If a costume could incorporate simplicity, chic and elegance into one it would be this one worn by Audrey Hepburn in the 1960’s romantic comedy, Breakfast at Tiffany’s. She’s made the LBD or little black dress a fashion staple in every women’s wardrobe and all these years on, this dress alongside her glamorous accessories is very much an iconic costume in film history. The slim, basic black dress was designed by French aristocrat Hubert de Givenchy, or more commonly known as Givenchy which has become a timeless piece. The sleeveless satin sheath evening gown is floor length with a fitted bodice embellishment at the back with a distinctive cut-out and the skirt slightly gathered. The dress is very classic and the finest example of British glamour – it isn’t too revealing due to the length of the dress and the elbow-length black gloves yet with the shoulders on show it showcases definitive femininity.
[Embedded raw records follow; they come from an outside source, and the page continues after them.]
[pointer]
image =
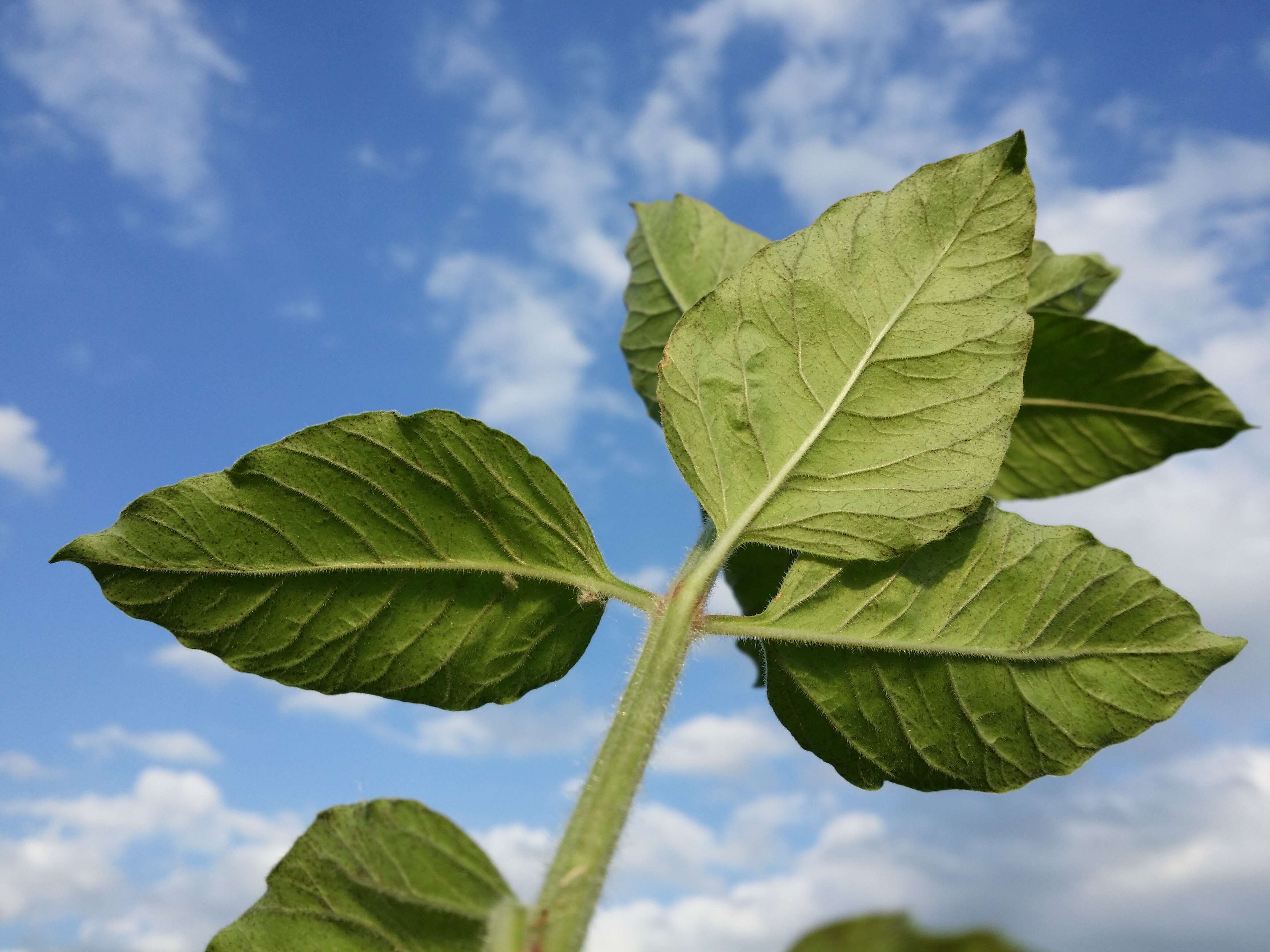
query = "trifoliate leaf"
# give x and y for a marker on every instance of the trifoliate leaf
(426, 559)
(850, 390)
(1066, 285)
(896, 934)
(383, 876)
(1004, 653)
(1099, 404)
(679, 253)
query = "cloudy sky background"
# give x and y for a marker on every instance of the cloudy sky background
(223, 223)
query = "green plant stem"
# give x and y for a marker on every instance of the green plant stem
(577, 875)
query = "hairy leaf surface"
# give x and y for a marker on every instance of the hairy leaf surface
(1098, 402)
(1066, 286)
(383, 875)
(679, 253)
(755, 574)
(896, 934)
(850, 390)
(1000, 654)
(426, 559)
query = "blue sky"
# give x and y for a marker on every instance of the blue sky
(223, 223)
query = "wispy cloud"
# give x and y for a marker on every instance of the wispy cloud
(506, 732)
(722, 746)
(171, 747)
(519, 347)
(23, 459)
(1178, 855)
(138, 79)
(197, 666)
(74, 864)
(18, 766)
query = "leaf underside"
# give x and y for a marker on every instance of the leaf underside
(1098, 402)
(896, 934)
(850, 390)
(1004, 653)
(1137, 405)
(755, 574)
(383, 875)
(679, 253)
(426, 559)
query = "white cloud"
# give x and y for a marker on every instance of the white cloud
(214, 860)
(982, 30)
(197, 666)
(172, 747)
(1173, 860)
(370, 158)
(302, 310)
(721, 746)
(138, 78)
(349, 708)
(23, 458)
(503, 730)
(519, 347)
(22, 767)
(1184, 236)
(661, 846)
(561, 167)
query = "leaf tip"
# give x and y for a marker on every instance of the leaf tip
(68, 554)
(1016, 152)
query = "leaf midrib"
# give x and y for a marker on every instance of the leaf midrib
(728, 540)
(615, 588)
(731, 626)
(1123, 411)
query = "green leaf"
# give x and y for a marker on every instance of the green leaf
(1066, 285)
(384, 875)
(1099, 404)
(1004, 653)
(896, 934)
(755, 574)
(679, 253)
(850, 390)
(426, 559)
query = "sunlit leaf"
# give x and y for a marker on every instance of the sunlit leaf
(755, 574)
(896, 934)
(850, 390)
(425, 558)
(1099, 404)
(679, 253)
(388, 875)
(1000, 654)
(1067, 286)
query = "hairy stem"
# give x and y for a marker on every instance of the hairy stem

Five: Elizabeth: The Golden Age

There is a clear transformation from the first Elizabeth film which is shown in the way that Cate Blanchett is draped in very different costumes. It’s 27 years later, around 1585 and she’s become a powerful, confident monarch who has very obviously had a journey in the way that she presents herself. Not focusing on historical history, the director Shekhar Kapur wanted the colours to be very different from the first Elizabeth film – he wanted them much lighter and feminine, highlighting the emotional journey with Elizabeth wearing blue, the colour of yearning yet not traditionally associated with England. Costume designer Alexandra Byrne got her inspiration from both research of the Elizabethan period and modern fashion designers such as Vivienne Westwood. The extraordinary scale of the skirt is deliberate, it’s to distinguish the space around her – you are not to be physically close to the queen therefore the skirt of the dress was much a much harder corset shape during public occasions.